Chinese newspaper Global Times dismisses “Singapore model”, claims its role for China “greatly weakened”

by Leonard

State-influenced Chinese tabloid newspaper Global Times published on Thursday evening an editorial on the “fading away” of Sino-Singaporean relations, triggered both by Singapore’s recent “alignment with the US” and China’s “growing confidence” in its own governance and development.

The report, which comes after Deputy Prime Minister and Minister of Foreign Affairs Vivian Balakrishnan’s five-day visit to China, casts a different light on Singapore-China relations for the medium to long term.

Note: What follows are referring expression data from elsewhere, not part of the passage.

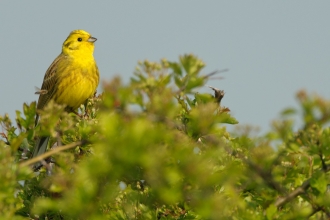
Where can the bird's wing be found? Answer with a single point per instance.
(50, 82)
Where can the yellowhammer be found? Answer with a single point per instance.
(71, 79)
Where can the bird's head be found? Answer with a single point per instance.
(79, 41)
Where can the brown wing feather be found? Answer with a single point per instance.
(49, 83)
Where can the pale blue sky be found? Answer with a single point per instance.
(271, 48)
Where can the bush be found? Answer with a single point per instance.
(157, 149)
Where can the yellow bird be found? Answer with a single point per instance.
(71, 79)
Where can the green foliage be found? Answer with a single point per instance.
(158, 149)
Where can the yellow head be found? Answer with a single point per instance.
(79, 42)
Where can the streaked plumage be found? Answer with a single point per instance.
(71, 79)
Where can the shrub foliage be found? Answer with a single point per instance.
(158, 149)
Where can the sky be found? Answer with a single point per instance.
(271, 48)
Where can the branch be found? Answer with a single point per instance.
(300, 190)
(50, 153)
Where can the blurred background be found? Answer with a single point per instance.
(272, 49)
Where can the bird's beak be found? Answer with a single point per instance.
(92, 39)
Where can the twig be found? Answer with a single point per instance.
(52, 152)
(300, 190)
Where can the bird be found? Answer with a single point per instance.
(70, 80)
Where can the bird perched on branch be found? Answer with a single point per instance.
(70, 80)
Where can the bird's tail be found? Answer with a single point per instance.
(40, 147)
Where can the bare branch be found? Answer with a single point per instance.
(50, 153)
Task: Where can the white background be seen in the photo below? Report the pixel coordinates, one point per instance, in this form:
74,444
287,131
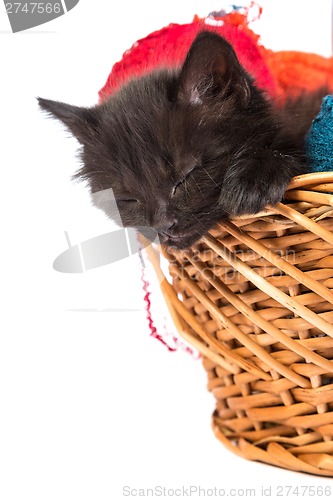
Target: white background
89,401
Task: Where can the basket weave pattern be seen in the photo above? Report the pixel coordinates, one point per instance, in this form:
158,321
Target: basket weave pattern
255,297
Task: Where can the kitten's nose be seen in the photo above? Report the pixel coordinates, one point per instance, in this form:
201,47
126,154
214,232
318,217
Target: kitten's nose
167,227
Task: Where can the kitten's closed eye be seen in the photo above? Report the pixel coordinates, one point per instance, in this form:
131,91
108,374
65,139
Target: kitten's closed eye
183,179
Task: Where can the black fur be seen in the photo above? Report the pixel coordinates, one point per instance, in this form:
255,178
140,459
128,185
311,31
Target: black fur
184,149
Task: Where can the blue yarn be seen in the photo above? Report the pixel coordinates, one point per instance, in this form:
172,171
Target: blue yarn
319,141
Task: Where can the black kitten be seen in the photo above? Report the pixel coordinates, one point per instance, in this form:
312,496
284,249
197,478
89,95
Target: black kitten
184,149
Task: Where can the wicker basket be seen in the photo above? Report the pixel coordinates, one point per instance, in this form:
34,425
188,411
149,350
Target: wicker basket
255,298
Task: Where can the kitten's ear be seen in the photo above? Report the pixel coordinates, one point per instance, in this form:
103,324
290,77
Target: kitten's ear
82,122
211,68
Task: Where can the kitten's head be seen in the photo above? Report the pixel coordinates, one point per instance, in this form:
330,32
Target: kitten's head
166,142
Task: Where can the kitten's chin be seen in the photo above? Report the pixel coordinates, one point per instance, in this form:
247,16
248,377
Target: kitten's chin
180,242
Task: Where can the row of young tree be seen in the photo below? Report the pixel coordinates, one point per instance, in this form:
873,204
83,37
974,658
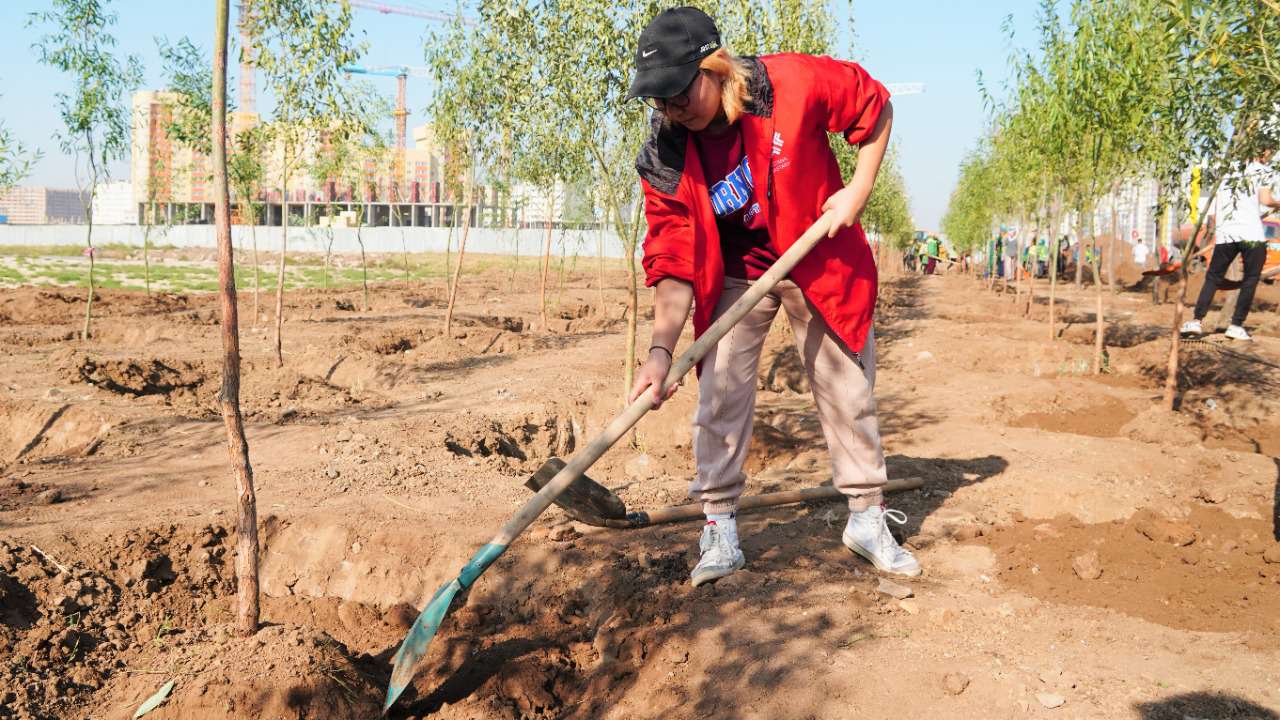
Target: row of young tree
1119,91
520,98
533,91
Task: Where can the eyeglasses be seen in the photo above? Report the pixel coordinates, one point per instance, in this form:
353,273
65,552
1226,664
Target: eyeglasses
679,101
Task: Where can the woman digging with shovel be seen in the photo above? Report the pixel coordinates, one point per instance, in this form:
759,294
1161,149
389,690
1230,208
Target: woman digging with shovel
736,167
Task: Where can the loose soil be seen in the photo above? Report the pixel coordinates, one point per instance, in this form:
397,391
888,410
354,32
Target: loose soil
1077,540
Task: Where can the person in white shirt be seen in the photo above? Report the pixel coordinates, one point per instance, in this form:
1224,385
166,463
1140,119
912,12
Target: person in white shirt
1237,215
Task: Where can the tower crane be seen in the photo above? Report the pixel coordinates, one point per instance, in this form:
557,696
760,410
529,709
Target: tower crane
401,73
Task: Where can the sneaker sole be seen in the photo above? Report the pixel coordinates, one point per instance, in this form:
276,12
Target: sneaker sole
858,550
712,575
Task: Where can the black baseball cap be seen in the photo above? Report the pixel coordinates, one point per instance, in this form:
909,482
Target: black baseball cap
671,48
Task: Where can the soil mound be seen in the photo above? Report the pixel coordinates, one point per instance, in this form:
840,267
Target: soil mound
1206,572
282,671
68,627
136,378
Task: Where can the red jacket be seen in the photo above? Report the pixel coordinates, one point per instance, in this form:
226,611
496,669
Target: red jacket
795,101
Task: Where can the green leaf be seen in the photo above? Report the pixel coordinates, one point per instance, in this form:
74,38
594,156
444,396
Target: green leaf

Zhuang Guotu, head of the Center of Southeast Asian Studies at Xiamen University, said in the report that, “China’s relation with Singapore is still better than many other bilateral ties… But as China’s influence grows, Beijing expects to be treated accordingly, and Singapore is struggling to adapt to that change.”

This is not the first time the Global Times made negative proclamations about Singapore. Last year, a strongly-worded exchange between Singapore’s ambassador to China, Stanley Loh and Global Times editor-in-chief Hu Xijin resulted in mounting diplomatic tensions.

But the biggest impact comes from China’s growing prominence in its technical and professional expertise, which diminishes Singapore’s relevance for China as a “model” to study and emulate.

“China has greatly improved its own training capabilities and shifted much of the task of training its officials to domestic Party schools and socialist institutes,” said Zhu Lijia to the Global Times.

“Singapore’s experience inspired China decades ago but it is no longer suitable for a country so vast, populated and infinitely more complicated in social and economic issues.”

Currently, National University of Singapore (NUS) administers an executive Masters of Public Administration and Management (MPAM) exclusively for Chinese SOE owners through the LKY School of Public Policy, while Nanyang Technological University (NTU) offers Chinese mayors Masters degrees through the Nanyang Centre for Public Administration. While the Global Times article cites declining number of Chinese officials studying in Singapore, both schools do not officially release their admissions figures.